Two women were calling out instructions.
“Urn ...” Bron said. “Hey! They better all wear shoes. There’s lots of junk in the street.”
Three children dashed out of the room to get them.
A woman who seemed to be in charge turned to Bron. “It really was something, your coming to tell us.
Nobody’s quite known what was going on since the retaliation this afternoon. And then with Mad Mike outside—well, he seems to be gone now. But we didn’t know whether he’d done something to interfere with our channel reception or whether it was just part of the general confusion. With gale-force winds going on and off, nobody wanted to go out anyway, especially with the kids.” Freddie and Flossie were the only one-parent family at Serpant’s House; but at a sexually specified co-op, straight or gay, you would expect a few more. Also, of course, this was a woman’s co-op. And, as a public-channel survey had once put it: As long as women bore 70 percent of the children, you couldn’t be surprised that nearly 60 percent of the one-parent families had a woman at their head.
As they were leaving the building (one of Audri’s boys had glommed onto Lawrence, along with another kid Bron had never seen) Bron asked: “Who was that Mad Mike character?”
Audri glanced around, checking, then said, confidentially: “He used to live with John—” She nodded toward a woman, in something flimsy, cream-colored and diaphanous, who, till now, he’d just assumed was one of the older children.
“She had two children by him. He’s some sort of very eccentric craftsman, but what kind I don’t know.”
“Why didn’t you let him in?”
Audri humphed. “The last three times she did, as soon as he got her alone, he beat her up; then sat her down for the next hour and explained why it was all her fault he’d done it. Really, John’s sweet, but she’s not very bright. We were trying to get through to the e-girls, but communication was out both in and out of the place.”
“Oh,” Bron said. “Yeah ... well. I guess, maybe because they were his children—”

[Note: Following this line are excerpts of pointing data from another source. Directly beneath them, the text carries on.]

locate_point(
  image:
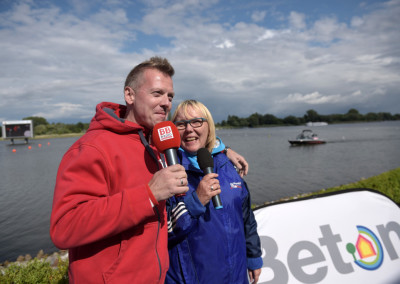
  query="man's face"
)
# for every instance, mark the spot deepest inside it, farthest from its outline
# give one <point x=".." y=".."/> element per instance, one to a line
<point x="152" y="101"/>
<point x="192" y="138"/>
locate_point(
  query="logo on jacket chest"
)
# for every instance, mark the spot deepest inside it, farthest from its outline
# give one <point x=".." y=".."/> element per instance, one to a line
<point x="236" y="185"/>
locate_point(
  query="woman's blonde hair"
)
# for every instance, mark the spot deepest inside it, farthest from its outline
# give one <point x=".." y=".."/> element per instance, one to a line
<point x="198" y="106"/>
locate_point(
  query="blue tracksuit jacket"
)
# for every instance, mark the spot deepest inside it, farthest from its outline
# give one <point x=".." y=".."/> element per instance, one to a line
<point x="208" y="245"/>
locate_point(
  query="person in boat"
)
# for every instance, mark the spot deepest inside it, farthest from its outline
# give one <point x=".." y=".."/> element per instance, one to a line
<point x="209" y="245"/>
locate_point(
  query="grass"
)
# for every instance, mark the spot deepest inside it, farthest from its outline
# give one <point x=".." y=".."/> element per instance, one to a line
<point x="37" y="271"/>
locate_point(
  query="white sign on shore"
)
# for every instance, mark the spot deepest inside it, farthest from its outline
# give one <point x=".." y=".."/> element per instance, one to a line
<point x="348" y="237"/>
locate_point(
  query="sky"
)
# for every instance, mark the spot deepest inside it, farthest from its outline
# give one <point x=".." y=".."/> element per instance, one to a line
<point x="59" y="59"/>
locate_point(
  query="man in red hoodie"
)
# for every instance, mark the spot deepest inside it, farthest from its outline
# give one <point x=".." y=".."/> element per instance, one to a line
<point x="109" y="198"/>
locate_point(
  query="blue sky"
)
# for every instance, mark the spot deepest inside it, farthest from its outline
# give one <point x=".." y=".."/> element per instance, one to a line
<point x="283" y="57"/>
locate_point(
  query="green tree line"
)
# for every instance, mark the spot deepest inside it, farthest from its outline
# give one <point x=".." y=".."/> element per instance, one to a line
<point x="42" y="127"/>
<point x="353" y="115"/>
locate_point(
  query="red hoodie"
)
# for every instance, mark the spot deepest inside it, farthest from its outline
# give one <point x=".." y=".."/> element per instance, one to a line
<point x="101" y="209"/>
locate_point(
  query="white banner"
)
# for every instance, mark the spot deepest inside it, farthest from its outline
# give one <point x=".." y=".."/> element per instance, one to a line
<point x="349" y="237"/>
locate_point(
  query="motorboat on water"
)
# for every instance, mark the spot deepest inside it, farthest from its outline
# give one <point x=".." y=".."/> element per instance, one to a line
<point x="307" y="137"/>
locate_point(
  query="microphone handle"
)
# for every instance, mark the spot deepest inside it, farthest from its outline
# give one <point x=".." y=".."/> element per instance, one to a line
<point x="216" y="199"/>
<point x="172" y="156"/>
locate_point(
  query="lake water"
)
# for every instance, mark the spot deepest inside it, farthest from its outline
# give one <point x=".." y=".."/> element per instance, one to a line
<point x="277" y="170"/>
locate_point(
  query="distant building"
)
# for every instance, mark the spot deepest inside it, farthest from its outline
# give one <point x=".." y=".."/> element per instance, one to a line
<point x="17" y="129"/>
<point x="316" y="123"/>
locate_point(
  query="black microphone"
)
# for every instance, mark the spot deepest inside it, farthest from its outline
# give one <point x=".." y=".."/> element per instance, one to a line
<point x="206" y="164"/>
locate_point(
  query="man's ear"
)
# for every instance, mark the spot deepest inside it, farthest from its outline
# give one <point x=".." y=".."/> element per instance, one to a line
<point x="129" y="95"/>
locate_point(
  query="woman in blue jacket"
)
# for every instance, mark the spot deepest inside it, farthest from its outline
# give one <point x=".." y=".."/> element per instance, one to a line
<point x="209" y="245"/>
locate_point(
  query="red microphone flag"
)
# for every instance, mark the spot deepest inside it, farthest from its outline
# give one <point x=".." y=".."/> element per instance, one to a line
<point x="166" y="136"/>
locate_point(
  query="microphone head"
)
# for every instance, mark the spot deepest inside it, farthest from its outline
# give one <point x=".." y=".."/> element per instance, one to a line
<point x="166" y="136"/>
<point x="204" y="159"/>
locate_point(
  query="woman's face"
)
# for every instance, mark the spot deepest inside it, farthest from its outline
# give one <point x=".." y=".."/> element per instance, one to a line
<point x="192" y="139"/>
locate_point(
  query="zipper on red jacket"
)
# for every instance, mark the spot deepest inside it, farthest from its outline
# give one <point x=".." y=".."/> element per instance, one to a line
<point x="153" y="155"/>
<point x="158" y="231"/>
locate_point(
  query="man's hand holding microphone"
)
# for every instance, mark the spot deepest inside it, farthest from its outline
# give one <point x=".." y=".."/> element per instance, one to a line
<point x="171" y="180"/>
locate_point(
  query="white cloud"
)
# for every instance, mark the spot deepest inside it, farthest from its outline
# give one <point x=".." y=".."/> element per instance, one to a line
<point x="258" y="16"/>
<point x="61" y="64"/>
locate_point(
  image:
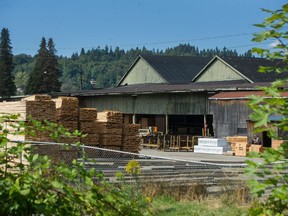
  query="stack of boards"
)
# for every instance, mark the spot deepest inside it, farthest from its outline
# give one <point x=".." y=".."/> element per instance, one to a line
<point x="102" y="129"/>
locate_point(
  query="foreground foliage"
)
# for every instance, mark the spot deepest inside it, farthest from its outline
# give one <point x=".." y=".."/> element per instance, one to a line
<point x="37" y="185"/>
<point x="269" y="180"/>
<point x="167" y="206"/>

Audri humphed again. “This sudden revitalization of interest only started a year back when he became a Christian. He apparently wasn’t very interested in them back when she was having them, or in the two years right after.” Audri scanned the group as it turned the corner. “I mean, if he wants kids of his own, there are ten ways he can go about getting them—here, that is. And at least twenty-five over in the u-1.”
Bron followed the herd of women around the corner. “I thought he might have been a Christian.” They were heading back toward the Plaza of Light. “From some of the expressions he used.” He looked up at the unfamiliar and unsettling night. “You know, they’re almost as much trouble as the Jews?”
Audri said: “Hev, come on, you kids. Stop horsing around. This way. Where did he go, anyway? He usually hangs around a good deal longer when he decides to make a nuisance of himself. He was getting to be quite a neighborhood character.”
“Oh,” Bron said, feeling uncomfortable again. “Well, he saw Lawrence and me and then he ... went away.”
Audri glanced at him. “You scared him off? You get a vote of thanks for that! Character or not, he was getting to be a pain.”
A child came up to ask Audri about something Bron didn’t understand, to which she returned a (to Bron) incomprehensible answer, while Bron wondered when he would tell Audri of Mad Mike’s fate. No matter how uncomfortable it made him, he had to do that.
Audri said: “It was downright heroic of you to come around and give us a hand like this. We were all pretty scared. Some of the sounds coming in from outside—and I just don’t mean Mike’s carrying on ... Well, they weren’t the sort to encourage you to take to the streets.”